See, defeats, even hammerings aren't what triggers that feeling of resignation, rather, when your team is completely bereft of creativity, competence and certainty (see what I did there?) only for the camera to then pan to the men coaching them who look like rabbits in headlights, that it dawns on you... that the hope, optimism and mild dosage of naivete you have despite it all is not kicking in. 'Funny' because as United fans yourselves, you'll have recollections of feeling this way possibly three other times since SAF retired, and from those past experiences, it seems a certainty that once the nadir is touched down upon, the position of the current manager, for you, is now untenable.

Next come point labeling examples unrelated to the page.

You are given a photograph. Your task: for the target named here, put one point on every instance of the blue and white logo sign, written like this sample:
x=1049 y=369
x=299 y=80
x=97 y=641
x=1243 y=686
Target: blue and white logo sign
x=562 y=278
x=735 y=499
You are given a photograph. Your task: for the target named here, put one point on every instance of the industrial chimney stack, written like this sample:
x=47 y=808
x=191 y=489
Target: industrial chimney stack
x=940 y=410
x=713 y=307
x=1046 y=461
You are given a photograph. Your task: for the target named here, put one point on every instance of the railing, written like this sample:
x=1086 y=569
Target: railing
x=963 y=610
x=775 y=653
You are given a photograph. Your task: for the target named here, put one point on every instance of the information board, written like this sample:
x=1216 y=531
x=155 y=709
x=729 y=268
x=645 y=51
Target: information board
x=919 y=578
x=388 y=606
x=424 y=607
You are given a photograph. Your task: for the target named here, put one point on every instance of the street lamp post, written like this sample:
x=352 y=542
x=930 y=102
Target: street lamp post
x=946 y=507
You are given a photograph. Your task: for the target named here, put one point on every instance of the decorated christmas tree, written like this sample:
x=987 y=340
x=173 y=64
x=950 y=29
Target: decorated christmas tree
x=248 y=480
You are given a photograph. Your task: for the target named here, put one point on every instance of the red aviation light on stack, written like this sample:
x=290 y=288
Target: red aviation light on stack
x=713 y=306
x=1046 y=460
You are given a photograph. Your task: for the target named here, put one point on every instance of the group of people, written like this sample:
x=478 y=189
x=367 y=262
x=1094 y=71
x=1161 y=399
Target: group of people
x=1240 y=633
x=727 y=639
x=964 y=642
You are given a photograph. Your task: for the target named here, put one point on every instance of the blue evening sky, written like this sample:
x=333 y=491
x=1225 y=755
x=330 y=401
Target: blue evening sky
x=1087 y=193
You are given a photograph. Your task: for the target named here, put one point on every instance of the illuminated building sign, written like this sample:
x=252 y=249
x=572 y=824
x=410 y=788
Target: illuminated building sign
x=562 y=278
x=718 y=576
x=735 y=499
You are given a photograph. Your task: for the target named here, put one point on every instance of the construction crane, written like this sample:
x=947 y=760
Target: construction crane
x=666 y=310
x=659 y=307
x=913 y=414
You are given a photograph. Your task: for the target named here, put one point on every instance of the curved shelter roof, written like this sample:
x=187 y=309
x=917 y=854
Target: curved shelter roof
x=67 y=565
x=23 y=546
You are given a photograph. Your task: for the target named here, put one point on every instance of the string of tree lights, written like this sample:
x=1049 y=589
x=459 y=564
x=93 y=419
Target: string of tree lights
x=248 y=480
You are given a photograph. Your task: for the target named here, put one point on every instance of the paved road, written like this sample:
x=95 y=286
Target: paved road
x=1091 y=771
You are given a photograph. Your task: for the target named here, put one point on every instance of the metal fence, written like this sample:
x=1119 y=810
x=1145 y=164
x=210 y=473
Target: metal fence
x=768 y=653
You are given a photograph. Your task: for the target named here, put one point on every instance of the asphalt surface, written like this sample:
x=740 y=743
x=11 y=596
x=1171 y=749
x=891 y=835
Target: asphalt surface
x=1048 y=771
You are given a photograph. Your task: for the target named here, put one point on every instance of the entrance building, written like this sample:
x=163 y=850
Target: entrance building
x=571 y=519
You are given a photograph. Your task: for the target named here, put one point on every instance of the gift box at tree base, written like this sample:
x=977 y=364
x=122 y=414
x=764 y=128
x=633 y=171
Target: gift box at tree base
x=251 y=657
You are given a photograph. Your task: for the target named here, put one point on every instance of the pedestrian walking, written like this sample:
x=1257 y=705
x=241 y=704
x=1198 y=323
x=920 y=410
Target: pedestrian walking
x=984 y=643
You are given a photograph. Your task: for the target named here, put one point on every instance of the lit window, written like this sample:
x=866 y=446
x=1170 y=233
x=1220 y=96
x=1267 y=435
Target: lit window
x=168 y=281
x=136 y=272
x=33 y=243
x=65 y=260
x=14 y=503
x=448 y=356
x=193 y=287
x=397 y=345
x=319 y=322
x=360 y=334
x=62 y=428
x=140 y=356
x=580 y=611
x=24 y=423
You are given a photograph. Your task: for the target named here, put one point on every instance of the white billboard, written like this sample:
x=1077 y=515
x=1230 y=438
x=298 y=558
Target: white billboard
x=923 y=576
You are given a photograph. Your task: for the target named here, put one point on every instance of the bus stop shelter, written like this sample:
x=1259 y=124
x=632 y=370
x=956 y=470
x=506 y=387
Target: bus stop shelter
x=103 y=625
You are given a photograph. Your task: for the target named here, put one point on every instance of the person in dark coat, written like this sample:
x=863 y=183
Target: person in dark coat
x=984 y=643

It feels, by our lack of transfer activity to this point in the month, that the squad woes will be compounded with no bolstering during this window - perhaps I'm wide of the mark here, and we will go out and make a few signings, but, as I see it, a squad in our predicament, with its season hanging by a thread, needs to have players wrapped up and being integrated into the squad as soon as humanly possible - eight days into the winter window, and not a single concrete link to any player does not suggest those in charge are in agreement. You'd like to think there's some serious foraging for agreements on deals being worked away furiously in the background, away from prying eyes, but even that notion seems hopelessly optimistic, doesn't it?
I think most of us are grown up enough and manager-weary enough after so many failures to have an objective, non-hysterical discussion about this - perhaps, for you, there are still reasons to be positive and you've reasoned with yourself that injuries, bad luck, a patchy period or what have you are the source of our woes, which you [truly] believe are temporary? Perhaps, you still believe in us picking things up and attaining either 4th or the Europa to qualify for next season's Champions League, or, the old, very United traditional faith and focus on the kids developing consoles you?
For myself, the worry, as I've posted up threads about in the past, is overspill - where the lack of planning and contingency from the disastrous season immediately carries over into the new one is becoming one of the biggest concerns. Now is the time to bed [some] new players and/or staff, during the period of little to no expectation, so that they can get themselves up to speed with the league (if they've come from elsewhere), their surroundings under less scrutiny and pressure with the hope they're some way down the line to being bedded in and ready to go by the times August, and the new season, rolls round. Any new manager gets a period to look at the squad this way, too, and make calls with certainty on who does and does not fit his vision for the supplemental players in the team he wants to start his season with whilst having a clear idea of what's needed for the summer window, too.
This thread might be seen as premature given we've Liverpool and a return leg vs City plus the replay vs. Wolves on the horizon, and not least, the Europa campaign still to go, but how many proverbial cuts from the thousand are needed for you to feel as though things need to be put to bed now? How was it for you with Moyes, LVG or Mourinho? Did it only kick in once we were out of the cups, or when 4th was a mathematical impossibility, or is it for you like it is for me, where if the games feel like Groundhog Day, you've felt like that's enough now? I don't care for the Ole in/out hokey cokey fractious civil war on here, nor do drubbings particularly influence me, but I find it galling when the opposition have no regard for us, almost to the point where the threat is seen as so miniscule that they've switched off, mid-game, assured it's over - at that point when you look at your own team and can see where they're coming from, I know I've reached the end of my tether.
tl:dr: When is enough for you - what are your personal triggers that say a manager's time is up?